Photodynamic therapy (PDT) is a light-activated treatment that generates reactive oxygen species (ROS) to induce microbial cell death. As resistance to traditional antibiotics intensifies globally, PDT has emerged as a promising alternative or adjunctive antimicrobial strategy. Among various photosensitizers, Hypocrellin, a perylenequinone compound, has shown high ROS yield and broad-spectrum activity against bacteria and fungi. This systematic review evaluated the efficacy, safety, and therapeutic potential of Hypocrellin-mediated antimicrobial photodynamic therapy. Following PRISMA 2020 guidelines, a comprehensive literature search was conducted in PubMed, Embase, Scopus, and the Cochrane Library for studies published between 2015 and 2025. Eligible studies included in vitro and preclinical in vivo research using Hypocrellin as a photosensitizer. Quality and risk of bias were assessed using a structured nine-item checklist. Ten eligible studies, all conducted in China, were included. Hypocrellin-mediated aPDT significantly reduced microbial loads in both planktonic and biofilm states of resistant pathogens such as Candida albicans, Candida auris, Cutibacterium acnes, and Staphylococcus aureus. The treatment acted via ROS-mediated apoptosis, membrane disruption, and mitochondrial dysfunction, with minimal cytotoxicity to mammalian cells. Studies also reported enhanced efficacy when Hypocrellin was incorporated into nanocarriers, polymeric scaffolds, or combined with chemodynamic or photothermal therapies. However, substantial heterogeneity was observed in Hypocrellin concentrations, irradiation parameters, and outcome measures. Hypocrellin-based PDT exhibits potent antimicrobial activity and favorable safety in preclinical settings, supporting its potential as an alternative to conventional antibiotics. However, standardized treatment protocols and robust clinical trials are urgently needed to validate long-term safety and translational feasibility. These findings underscore the broader promise of PDT in addressing drug-resistant infections through a mechanism unlikely to induce resistance.

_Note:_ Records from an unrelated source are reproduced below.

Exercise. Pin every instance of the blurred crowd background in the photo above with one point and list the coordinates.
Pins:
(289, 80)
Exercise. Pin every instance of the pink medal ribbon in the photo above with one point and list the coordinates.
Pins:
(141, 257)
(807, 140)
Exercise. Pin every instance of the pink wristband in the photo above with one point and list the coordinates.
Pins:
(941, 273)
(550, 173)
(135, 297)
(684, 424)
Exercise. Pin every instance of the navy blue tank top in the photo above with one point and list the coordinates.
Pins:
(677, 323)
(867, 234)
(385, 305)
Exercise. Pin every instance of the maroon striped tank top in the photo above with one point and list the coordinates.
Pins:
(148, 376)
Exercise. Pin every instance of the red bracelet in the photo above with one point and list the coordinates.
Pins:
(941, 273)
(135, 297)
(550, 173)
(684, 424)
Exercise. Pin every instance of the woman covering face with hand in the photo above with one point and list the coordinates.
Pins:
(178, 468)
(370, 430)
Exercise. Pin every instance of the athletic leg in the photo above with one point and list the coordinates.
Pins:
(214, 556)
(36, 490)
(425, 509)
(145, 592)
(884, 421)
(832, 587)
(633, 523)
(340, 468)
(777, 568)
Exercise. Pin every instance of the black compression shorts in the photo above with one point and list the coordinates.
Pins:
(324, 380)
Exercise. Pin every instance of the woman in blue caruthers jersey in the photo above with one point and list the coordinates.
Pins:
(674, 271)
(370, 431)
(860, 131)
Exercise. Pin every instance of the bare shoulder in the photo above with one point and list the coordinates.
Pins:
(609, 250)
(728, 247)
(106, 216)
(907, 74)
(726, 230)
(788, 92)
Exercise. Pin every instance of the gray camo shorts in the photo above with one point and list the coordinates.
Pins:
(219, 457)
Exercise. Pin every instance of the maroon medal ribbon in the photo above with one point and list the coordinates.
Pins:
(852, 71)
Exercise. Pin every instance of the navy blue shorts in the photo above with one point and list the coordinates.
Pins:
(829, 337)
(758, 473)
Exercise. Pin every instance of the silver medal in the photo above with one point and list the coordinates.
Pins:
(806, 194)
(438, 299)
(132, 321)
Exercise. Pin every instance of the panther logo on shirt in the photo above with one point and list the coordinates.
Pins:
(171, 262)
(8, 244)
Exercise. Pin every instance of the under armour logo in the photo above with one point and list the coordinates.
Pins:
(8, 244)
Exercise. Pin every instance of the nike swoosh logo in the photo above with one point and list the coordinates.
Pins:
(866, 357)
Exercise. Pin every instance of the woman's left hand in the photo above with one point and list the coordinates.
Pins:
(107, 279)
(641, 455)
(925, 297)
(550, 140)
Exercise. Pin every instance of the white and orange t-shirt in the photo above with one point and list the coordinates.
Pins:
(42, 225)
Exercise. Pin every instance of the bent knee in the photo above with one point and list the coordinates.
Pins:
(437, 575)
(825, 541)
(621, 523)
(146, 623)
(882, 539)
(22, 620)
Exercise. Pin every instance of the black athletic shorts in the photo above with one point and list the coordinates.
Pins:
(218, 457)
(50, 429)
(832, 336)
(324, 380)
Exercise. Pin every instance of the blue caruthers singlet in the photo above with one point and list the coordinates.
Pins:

光动力疗法(PDT)是一种光激活治疗方法,可产生活性氧(ROS)以诱导微生物细胞死亡。随着全球对传统抗生素的耐药性加剧,PDT已成为一种有前景的替代或辅助抗菌策略。在各种光敏剂中,竹红菌素这种苝醌类化合物已显示出高ROS产量以及对细菌和真菌的广谱活性。本系统评价评估了竹红菌素介导的抗菌光动力疗法的疗效、安全性和治疗潜力。按照PRISMA 2020指南,在PubMed、Embase、Scopus和Cochrane图书馆中对2015年至2025年发表的研究进行了全面的文献检索。符合条件的研究包括使用竹红菌素作为光敏剂的体外和临床前体内研究。使用结构化的九项清单评估质量和偏倚风险。纳入了十项均在中国进行的符合条件的研究。竹红菌素介导的抗菌光动力疗法显著降低了耐药病原体如白色念珠菌、耳念珠菌、痤疮丙酸杆菌和金黄色葡萄球菌在浮游和生物膜状态下的微生物载量。该治疗通过ROS介导的细胞凋亡、膜破坏和线粒体功能障碍起作用,对哺乳动物细胞的细胞毒性最小。研究还报告称,当竹红菌素被纳入纳米载体、聚合物支架或与化学动力学或光热疗法联合使用时,疗效会增强。然而,在竹红菌素浓度、照射参数和结果测量方面观察到了很大的异质性。基于竹红菌素的光动力疗法在临床前环境中表现出强大的抗菌活性和良好的安全性,支持其作为传统抗生素替代品的潜力。然而,迫切需要标准化的治疗方案和有力的临床试验来验证长期安全性和转化可行性。这些发现强调了光动力疗法通过一种不太可能诱导耐药性的机制来应对耐药感染的更广泛前景。